Hypersexualised images of women are promoted by a laddish culture created by outlets like men’s mags that associate the ‘perfect’ man with the hairless, oily, breasty woman. We need to break down both our preconceptions of the ideal man and woman: they feed each other, and neither exist. Dangerously, whole industries are built on the foundations of these false principles.
There is an important point to be made here however about the women who take up jobs in these industries. Are they really slaves to a man’s world, or are they profiting from the inherent nature of base male desire? This was something brought into question by the Channel 4 documentary ‘Strippers’. The girls interviewed all seemed to project the idea that they were far from being exploited, but in fact exploiting the men who pay for their services. However, it was certainly apparent that some of the girls argued this more convincingly than others. On the other end of the spectrum, the men interviewed who frequented these clubs told the cameras they went for ‘company’ not for sexual pleasure. This was argued unconvincingly in all cases. The fact that even the men who pay for these services feel the need to dress them up as something else, proves lack of moral certainty. Obviously, as I have mentioned before, if women are freely choosing to take up such occupations, then I see no real issue. However, this is hard to guarantee. In the same way, as a woman, it is difficult for me to understand the attraction men have to paying for false affections. Don’t they know these women are only thinking about their wallets? But to each his own I suppose.
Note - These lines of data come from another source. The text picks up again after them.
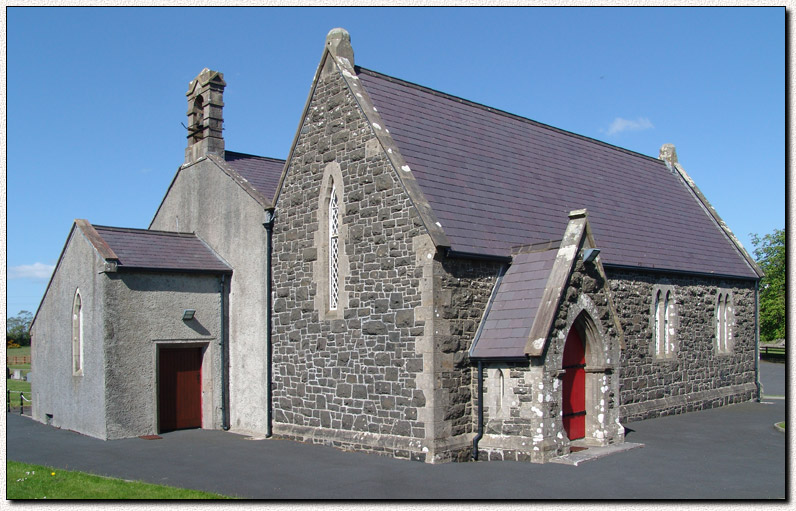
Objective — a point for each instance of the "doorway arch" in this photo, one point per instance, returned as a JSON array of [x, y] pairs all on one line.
[[573, 398]]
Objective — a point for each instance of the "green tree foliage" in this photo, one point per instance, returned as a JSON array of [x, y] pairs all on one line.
[[17, 328], [770, 255]]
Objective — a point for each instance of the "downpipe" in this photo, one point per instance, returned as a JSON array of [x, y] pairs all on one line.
[[480, 410], [269, 229], [222, 344], [757, 341]]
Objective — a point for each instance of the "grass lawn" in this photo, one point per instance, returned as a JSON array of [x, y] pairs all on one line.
[[24, 482], [22, 351]]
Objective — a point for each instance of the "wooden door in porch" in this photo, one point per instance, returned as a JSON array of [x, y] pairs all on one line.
[[180, 388], [574, 388]]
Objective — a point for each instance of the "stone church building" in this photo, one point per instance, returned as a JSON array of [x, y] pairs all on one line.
[[423, 277]]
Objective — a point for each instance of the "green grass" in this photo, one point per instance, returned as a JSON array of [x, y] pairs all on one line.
[[22, 351], [27, 482]]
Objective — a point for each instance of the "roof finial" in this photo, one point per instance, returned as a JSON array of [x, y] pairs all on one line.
[[338, 42], [668, 154]]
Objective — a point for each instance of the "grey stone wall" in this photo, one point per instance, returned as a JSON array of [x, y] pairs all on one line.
[[463, 290], [348, 379], [143, 311], [76, 403], [697, 376], [205, 200]]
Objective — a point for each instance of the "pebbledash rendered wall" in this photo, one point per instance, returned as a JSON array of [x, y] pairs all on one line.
[[61, 398], [697, 376], [206, 200], [143, 314]]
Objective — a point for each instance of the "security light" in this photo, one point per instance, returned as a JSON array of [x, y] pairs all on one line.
[[590, 254]]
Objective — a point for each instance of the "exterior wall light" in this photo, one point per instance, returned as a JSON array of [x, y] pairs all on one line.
[[590, 254]]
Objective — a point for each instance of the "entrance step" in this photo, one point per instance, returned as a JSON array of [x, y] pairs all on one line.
[[592, 453]]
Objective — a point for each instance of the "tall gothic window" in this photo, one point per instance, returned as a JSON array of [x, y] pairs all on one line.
[[77, 334], [664, 322], [334, 250], [658, 330], [667, 310], [723, 323]]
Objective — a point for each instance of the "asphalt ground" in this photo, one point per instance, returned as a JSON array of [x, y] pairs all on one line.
[[732, 452]]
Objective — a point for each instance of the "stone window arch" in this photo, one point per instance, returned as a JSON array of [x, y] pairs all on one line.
[[725, 322], [77, 334], [664, 320], [330, 269]]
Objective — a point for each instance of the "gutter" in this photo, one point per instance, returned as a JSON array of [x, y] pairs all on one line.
[[647, 269], [455, 254], [222, 344], [269, 230]]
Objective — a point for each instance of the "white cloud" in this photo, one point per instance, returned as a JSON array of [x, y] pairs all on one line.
[[39, 271], [619, 125]]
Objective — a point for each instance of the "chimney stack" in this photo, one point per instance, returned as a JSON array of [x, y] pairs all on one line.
[[205, 115]]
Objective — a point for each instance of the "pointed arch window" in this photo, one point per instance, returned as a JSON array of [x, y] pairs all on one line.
[[724, 323], [658, 316], [77, 334], [664, 322], [334, 250]]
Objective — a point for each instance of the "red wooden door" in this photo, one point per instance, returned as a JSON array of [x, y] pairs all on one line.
[[574, 391], [180, 388]]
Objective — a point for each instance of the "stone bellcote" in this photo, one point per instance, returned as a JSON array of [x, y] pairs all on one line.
[[205, 115]]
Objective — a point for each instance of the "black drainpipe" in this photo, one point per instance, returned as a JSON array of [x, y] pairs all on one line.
[[269, 228], [224, 415], [757, 339], [480, 409]]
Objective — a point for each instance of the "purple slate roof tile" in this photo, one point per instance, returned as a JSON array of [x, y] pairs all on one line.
[[263, 173], [496, 181], [513, 308], [160, 250]]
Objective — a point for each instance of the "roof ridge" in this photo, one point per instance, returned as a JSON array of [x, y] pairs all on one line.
[[498, 111], [257, 156], [145, 231]]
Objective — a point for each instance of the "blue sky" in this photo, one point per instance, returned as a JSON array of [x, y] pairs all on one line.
[[96, 97]]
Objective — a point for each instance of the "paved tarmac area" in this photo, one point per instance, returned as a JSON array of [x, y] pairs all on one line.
[[732, 452]]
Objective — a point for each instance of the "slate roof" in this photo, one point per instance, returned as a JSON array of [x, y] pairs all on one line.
[[506, 327], [142, 249], [263, 173], [496, 181]]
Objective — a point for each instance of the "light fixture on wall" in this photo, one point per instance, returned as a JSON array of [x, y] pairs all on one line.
[[590, 254]]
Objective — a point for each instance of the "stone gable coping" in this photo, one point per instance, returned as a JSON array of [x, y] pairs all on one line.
[[668, 154], [228, 170], [577, 235], [91, 234], [261, 199], [338, 48]]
Is there gender equality in modern society? In many ways; yes, but it is not yet fully won. Aside from aspects of the media, everyday sexism occurs all the time. A woman knows that if she walks down the street next to a group of male builders, she will be shouted at. At a club, having your arse grabbed is old news. And let’s not forget the old chestnut of double standards when it comes to male and female promiscuity. Personally, I think that the only way we can move forward into a world where women are treated as women and not simply objects lies in two key steps. First, men should remember that women are their sisters, mothers, aunts and friends, not just pieces of meat. Second, women should continue to strive to break the stereotypes engrained in modern society. Human beings have come a long way in achieving status as a person beyond our gender, but we still have a way to go. Rather than a battle of sexes, we should be focusing on battling our own perceptions of what gender means. The problem is one for both men and women to address.
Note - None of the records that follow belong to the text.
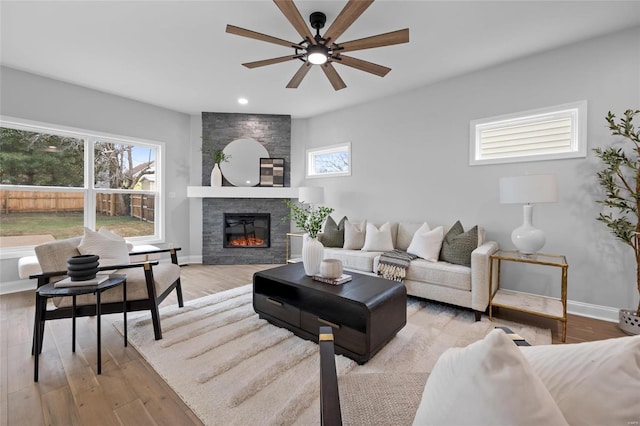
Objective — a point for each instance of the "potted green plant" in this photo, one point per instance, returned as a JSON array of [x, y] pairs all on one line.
[[310, 220], [620, 180], [216, 174]]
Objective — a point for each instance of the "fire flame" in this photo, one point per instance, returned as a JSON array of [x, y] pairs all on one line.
[[247, 242]]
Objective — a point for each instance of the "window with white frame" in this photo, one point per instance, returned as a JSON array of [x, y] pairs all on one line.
[[328, 161], [544, 134], [54, 181]]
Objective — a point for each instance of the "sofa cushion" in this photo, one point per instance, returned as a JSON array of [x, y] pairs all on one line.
[[112, 251], [164, 274], [357, 260], [427, 244], [333, 234], [440, 273], [354, 233], [487, 383], [406, 231], [458, 245], [593, 383], [378, 238], [53, 256]]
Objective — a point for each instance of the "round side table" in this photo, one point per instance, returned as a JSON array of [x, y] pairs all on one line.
[[49, 290]]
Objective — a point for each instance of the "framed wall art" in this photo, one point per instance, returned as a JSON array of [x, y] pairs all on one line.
[[329, 161], [272, 172]]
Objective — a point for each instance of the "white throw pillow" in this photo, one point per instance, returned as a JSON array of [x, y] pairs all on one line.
[[593, 383], [487, 383], [406, 231], [427, 244], [378, 239], [112, 235], [111, 251], [354, 233]]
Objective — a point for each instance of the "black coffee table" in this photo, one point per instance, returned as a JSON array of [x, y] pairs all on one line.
[[49, 290], [365, 313]]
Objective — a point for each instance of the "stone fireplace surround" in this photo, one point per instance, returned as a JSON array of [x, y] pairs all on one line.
[[274, 132]]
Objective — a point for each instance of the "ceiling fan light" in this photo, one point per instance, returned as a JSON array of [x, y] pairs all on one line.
[[317, 55]]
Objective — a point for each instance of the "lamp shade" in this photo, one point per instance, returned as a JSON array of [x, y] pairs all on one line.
[[529, 189], [311, 194]]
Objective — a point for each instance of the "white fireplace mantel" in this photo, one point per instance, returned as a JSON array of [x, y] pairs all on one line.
[[240, 192]]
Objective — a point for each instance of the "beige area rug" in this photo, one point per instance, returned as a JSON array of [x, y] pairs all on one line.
[[233, 368]]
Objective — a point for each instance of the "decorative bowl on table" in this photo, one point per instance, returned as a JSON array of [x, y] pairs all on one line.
[[83, 267], [331, 268]]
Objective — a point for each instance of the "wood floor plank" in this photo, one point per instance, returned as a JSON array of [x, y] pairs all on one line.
[[25, 407], [59, 407], [134, 413], [129, 391], [164, 406]]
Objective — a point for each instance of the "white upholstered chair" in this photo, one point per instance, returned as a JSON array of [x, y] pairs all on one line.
[[148, 283]]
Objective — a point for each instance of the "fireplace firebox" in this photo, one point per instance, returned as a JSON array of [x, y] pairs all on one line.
[[242, 230]]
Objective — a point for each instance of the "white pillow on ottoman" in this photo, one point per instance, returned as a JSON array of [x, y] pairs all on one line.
[[112, 251], [593, 383], [487, 383]]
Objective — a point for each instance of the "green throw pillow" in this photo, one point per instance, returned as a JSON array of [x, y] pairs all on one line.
[[333, 235], [458, 245]]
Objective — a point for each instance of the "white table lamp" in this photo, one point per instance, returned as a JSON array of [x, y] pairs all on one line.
[[526, 190], [311, 194]]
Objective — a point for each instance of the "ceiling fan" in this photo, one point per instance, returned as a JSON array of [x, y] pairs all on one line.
[[324, 50]]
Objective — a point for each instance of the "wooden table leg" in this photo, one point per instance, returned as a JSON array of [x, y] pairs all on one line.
[[36, 338], [124, 309], [98, 313], [73, 325]]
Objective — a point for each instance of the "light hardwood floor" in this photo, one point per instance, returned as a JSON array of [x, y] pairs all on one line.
[[129, 391]]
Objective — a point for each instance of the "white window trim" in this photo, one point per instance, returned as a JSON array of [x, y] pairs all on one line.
[[312, 152], [579, 133], [90, 137]]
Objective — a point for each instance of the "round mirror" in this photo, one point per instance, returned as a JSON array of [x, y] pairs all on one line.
[[243, 168]]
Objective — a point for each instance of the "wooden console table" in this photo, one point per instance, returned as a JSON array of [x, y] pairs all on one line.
[[544, 306]]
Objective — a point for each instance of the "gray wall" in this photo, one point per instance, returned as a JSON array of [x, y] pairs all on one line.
[[410, 162], [32, 97]]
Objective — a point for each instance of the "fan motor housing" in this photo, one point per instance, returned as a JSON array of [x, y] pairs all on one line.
[[317, 20]]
Ultimately then, equality relies on the strength of both men and women, to avoid stereotypes, victimisation, and discrimination. Currently, it looks as if women are generally further on this road of progress. Sadly, I think it will be some time before men are willing to let go of the macho image they have become so accustomed to. But, once they are ready to rid themselves of misogynistic tendencies, equality will truly be in sight. For now though, if men want to play video games with female characters that have breasts the size of space-hoppers then let them! Have faith in the fact that they will probably never experience the real thing.